The idea here is to generate an entire dataset from one of the parameter samples in the posterior. So you are not generating 10000 ys for 10000 thetas, but rather 10000 y’s per theta. (you can play the same game with the prior). This kind of inverts the diagram we saw earlier to produce the posterior predictive.

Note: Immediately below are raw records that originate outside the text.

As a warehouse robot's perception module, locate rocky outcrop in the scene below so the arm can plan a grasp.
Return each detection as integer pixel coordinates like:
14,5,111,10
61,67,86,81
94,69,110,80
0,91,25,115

Our usual sample vs replication 2D setup can come useful here. Consider generating 1000 y’s per replication for each theta.
postpred.shape
(10000,)
reppostpred =np.empty((1000, 10000))
for i in range(1000):
reppostpred[i,:] = np.random.binomial( len(data), samples);
reppostpred.shape
(1000, 10000)
per_theta_avgs = np.mean(reppostpred, axis=0)
per_theta_avgs.shape
(10000,)
plt.scatter(samples, per_theta_avgs, alpha=0.1);
In particular, you will find that the number of switches is not consistent with what you see in our data. This might lead you to question our model…always a good thing..but note that we have very little data as yet to go on
data
array([1, 0, 1, 1, 1, 0, 1, 0, 1])
data[:-1] != data[1:]
array([ True, True, False, False, True, True, True, True], dtype=bool)
np.sum(data[:-1] != data[1:])
6
Exercise
You can interrogate the posterior-predictive, or simulated samples in other ways, asking about the longest run of water tosses, or the number of times the water/land switched. This is left as an exercise.